No it would have howevr taken longer. You seem to be totally uninformed
of the sheer resources that were assigned to the operation at BP. This
was a huge effort which at its peak involved 10,000 people working in
absolute secrecy. This was an amazing accomplishment for any nation at
the time.

In fact the initial information about Enigma was obtained by the French
cryptographer Gustave Bertrand who passed it on to the Poles and the
British who both begun working on it. The Poles were quite successful
in reading messages on the original machine but were simply not able to
read those on the 3 rotor machine when those 3 were picked from a set of
5. They simply could not read German codes from 1938/39. Their system
required a manual process carried out by a group of talented
mathematicians and the sheer number of possible permutations with 3
rotors selected at random from a set of 5 was quite unworkable in a
timely manner

At the same tine Alan Turing had been working on his own method of
decoding Enigma using the German weakness of starting or ending messages
with a fixed set of test. Example start 'From OKW WEST'

He built an electromechanical device to break this by brute force. Now
the Polish information was extremely useful in building that device but
in Febuary 1940 the RN captured a set of enigma rotors from U-33 so they
had the real thing to work with. At best the Polish information shaved 3
months off the project. Probably less as the first Bombe was only
delivered to BP in March 1940. It was built by the British Tabulating
machine company and based on the commercial enigma machine which the
British acquired quite simply by purchasing it.

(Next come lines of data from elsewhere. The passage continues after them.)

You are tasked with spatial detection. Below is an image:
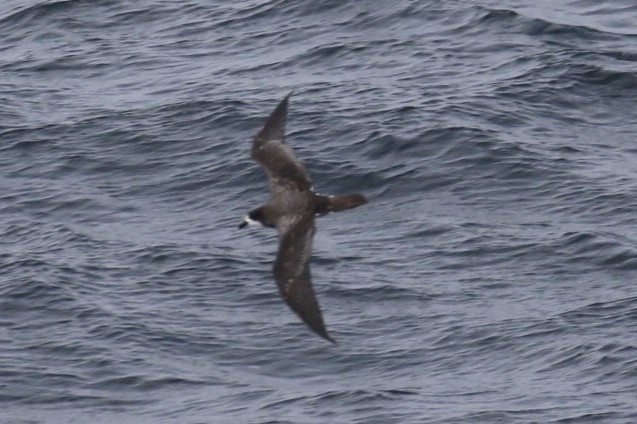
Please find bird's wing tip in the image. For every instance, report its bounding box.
[319,328,337,344]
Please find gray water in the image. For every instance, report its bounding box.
[1,1,636,423]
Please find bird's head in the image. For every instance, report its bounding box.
[239,206,274,229]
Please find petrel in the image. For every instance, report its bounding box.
[239,93,367,343]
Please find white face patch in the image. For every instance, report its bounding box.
[243,215,262,227]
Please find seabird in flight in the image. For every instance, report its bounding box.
[239,92,367,343]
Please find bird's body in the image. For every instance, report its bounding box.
[240,93,367,343]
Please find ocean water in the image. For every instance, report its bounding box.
[1,0,636,423]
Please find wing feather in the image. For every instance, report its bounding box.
[273,215,334,343]
[251,93,312,193]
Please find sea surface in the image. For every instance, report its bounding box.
[1,1,636,423]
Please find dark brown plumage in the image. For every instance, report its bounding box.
[240,93,367,343]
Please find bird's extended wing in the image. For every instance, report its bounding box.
[273,214,334,343]
[251,93,312,194]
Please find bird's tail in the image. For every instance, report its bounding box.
[314,193,367,215]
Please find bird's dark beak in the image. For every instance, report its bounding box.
[239,221,247,229]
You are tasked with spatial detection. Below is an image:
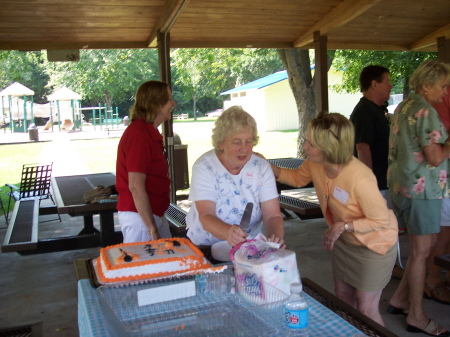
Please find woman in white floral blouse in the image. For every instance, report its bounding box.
[186,106,285,249]
[387,60,450,337]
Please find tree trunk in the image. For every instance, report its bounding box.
[277,49,336,158]
[402,76,410,100]
[278,49,316,158]
[192,93,197,121]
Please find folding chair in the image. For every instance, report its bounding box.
[5,163,61,225]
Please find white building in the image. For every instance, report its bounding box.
[221,70,361,131]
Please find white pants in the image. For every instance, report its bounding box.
[118,211,172,243]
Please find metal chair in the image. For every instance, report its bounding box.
[5,163,61,225]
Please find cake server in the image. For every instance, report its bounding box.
[239,202,253,233]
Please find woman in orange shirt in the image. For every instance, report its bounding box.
[269,111,398,326]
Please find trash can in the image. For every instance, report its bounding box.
[28,124,39,141]
[123,116,130,127]
[173,133,189,191]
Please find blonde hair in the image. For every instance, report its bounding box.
[211,106,259,151]
[309,111,354,164]
[410,60,450,92]
[129,81,170,123]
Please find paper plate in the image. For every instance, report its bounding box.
[211,241,233,262]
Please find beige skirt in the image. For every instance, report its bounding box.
[331,238,397,292]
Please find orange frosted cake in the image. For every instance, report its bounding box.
[96,238,211,283]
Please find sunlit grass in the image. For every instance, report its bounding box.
[0,123,300,215]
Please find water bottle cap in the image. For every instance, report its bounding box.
[290,282,302,293]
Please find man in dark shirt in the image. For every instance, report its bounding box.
[350,65,393,202]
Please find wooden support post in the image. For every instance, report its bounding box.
[158,31,176,203]
[314,31,329,114]
[437,37,450,63]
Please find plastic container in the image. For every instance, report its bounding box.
[284,283,308,331]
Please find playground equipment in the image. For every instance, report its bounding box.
[79,104,120,130]
[0,82,35,133]
[47,87,82,132]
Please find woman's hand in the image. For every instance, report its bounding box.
[322,223,345,251]
[267,234,286,249]
[227,225,248,247]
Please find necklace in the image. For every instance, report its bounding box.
[324,165,342,200]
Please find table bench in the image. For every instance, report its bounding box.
[2,198,39,253]
[176,113,189,120]
[104,127,125,138]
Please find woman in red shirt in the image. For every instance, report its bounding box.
[116,81,176,243]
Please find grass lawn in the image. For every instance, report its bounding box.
[0,120,300,216]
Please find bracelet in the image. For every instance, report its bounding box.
[148,229,158,235]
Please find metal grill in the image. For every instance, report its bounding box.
[279,195,319,209]
[9,200,35,244]
[55,173,116,205]
[165,203,187,227]
[267,158,304,169]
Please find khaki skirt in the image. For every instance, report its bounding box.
[331,238,397,292]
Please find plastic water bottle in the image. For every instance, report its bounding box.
[284,282,309,332]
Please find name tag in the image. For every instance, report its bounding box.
[244,172,255,185]
[333,186,349,204]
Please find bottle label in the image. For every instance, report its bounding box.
[285,308,308,329]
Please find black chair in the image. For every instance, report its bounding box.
[5,163,61,225]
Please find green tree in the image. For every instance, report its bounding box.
[172,48,284,118]
[331,50,437,97]
[0,51,50,103]
[45,49,159,112]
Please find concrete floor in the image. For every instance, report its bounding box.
[0,208,449,337]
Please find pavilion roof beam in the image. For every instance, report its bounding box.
[409,23,450,51]
[147,0,190,47]
[293,0,381,48]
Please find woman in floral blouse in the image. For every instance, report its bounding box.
[387,60,450,337]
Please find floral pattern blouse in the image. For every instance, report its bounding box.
[388,92,448,200]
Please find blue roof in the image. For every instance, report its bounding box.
[221,70,288,95]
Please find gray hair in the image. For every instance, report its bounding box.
[410,60,450,92]
[211,106,259,151]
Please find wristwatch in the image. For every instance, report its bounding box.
[344,223,349,232]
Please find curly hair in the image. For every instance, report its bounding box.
[409,59,450,92]
[309,111,354,165]
[129,81,170,124]
[211,106,259,151]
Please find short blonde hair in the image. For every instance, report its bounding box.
[309,111,354,165]
[211,106,259,151]
[130,81,170,124]
[410,60,450,92]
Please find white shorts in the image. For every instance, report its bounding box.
[441,198,450,227]
[118,211,172,243]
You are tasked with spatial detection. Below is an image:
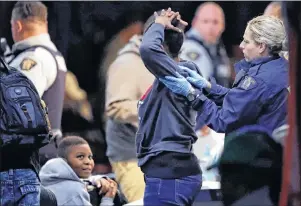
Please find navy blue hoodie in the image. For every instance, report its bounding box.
[136,23,201,178]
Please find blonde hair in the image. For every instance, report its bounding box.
[246,15,286,55]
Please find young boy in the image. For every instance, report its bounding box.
[137,8,202,205]
[39,136,117,206]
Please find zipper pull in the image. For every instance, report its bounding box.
[21,104,32,128]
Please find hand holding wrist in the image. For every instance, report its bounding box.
[154,18,166,27]
[154,8,187,33]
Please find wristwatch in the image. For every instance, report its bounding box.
[187,89,197,102]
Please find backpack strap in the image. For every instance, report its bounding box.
[0,56,10,73]
[9,45,62,72]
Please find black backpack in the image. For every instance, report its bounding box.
[0,57,51,148]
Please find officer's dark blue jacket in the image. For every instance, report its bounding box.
[137,23,201,174]
[194,55,289,134]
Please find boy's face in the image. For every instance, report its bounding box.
[66,144,95,179]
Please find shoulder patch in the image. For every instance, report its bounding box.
[240,76,257,90]
[20,58,37,71]
[186,51,201,61]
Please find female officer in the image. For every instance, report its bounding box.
[160,15,289,134]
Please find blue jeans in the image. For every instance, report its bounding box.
[144,174,202,206]
[0,169,40,206]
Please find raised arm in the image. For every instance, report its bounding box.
[139,23,179,78]
[139,9,187,79]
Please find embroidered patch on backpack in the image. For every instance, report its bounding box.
[20,58,37,71]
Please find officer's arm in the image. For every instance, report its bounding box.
[195,81,230,130]
[139,23,181,78]
[12,49,58,97]
[180,40,229,105]
[191,80,265,133]
[203,82,230,106]
[12,55,46,97]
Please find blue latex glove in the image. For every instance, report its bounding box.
[159,72,193,97]
[179,66,211,90]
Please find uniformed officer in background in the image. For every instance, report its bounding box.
[7,1,67,164]
[180,2,232,88]
[180,2,231,165]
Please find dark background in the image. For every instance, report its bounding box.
[0,1,271,149]
[0,1,270,94]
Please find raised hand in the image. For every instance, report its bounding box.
[154,8,188,33]
[175,13,188,32]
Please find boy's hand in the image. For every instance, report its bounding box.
[104,179,118,198]
[175,13,188,31]
[154,8,187,33]
[95,178,111,195]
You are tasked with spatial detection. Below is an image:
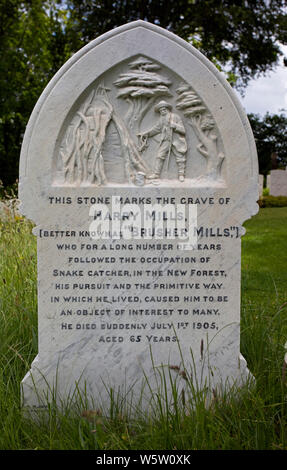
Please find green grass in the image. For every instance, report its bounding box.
[0,207,286,450]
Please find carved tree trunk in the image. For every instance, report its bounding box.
[60,90,150,186]
[111,111,150,182]
[190,123,224,180]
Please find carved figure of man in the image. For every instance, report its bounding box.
[139,101,187,181]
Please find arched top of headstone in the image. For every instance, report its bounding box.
[19,20,258,224]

In short the British had some sucess with the Polish method in 1939 and
early 1940 but the Turing method is what made it possible on the
industrial scale. After a relatively short training period the operators
could process meaages by the hundred

In order to get useful intelligence you need to do the folliwng

1) Have large numbers of radio intecept stations to transcribe the signals

2) Have the facilties to decrpt hundreds of messages per day

3) Translate the decrpted messages from German , Italian Japanese etc

4) Filter them to identify those important in real time and pass them on
for analysis.

This bit is where the real skill came in. An example from a lecture at
BP stuck in my mind. During the Battle of the Atlantic when the
Luftwaffe were going to transfer FW-200 aircraft to a new operating base
they would send a particular officer to inspect it and see if it was
adequate. The Air Force sigint group realized this so when in 1942 he
was reported as having arrived at an airfield near Brest the RAF were
informed. They began operating Photo recon flights over the area and
when the FW-200 detachment arrived they were bombed on the ground a few
nights later apparently by stray bombs from a raid on the harbour at Brest.

5) Pass those up the command chain fro action.

This required thousands of people operating in complete secrecy all over
the world. By the end of 1943 the reality was that a a signal from
German HQ to Rommel was landing on Montgomery desk at pretty the same time.

As talented as they undoubtedly were a dozen Polish Mathematicians could
not achieve this on their own any more than Alan Turing could have.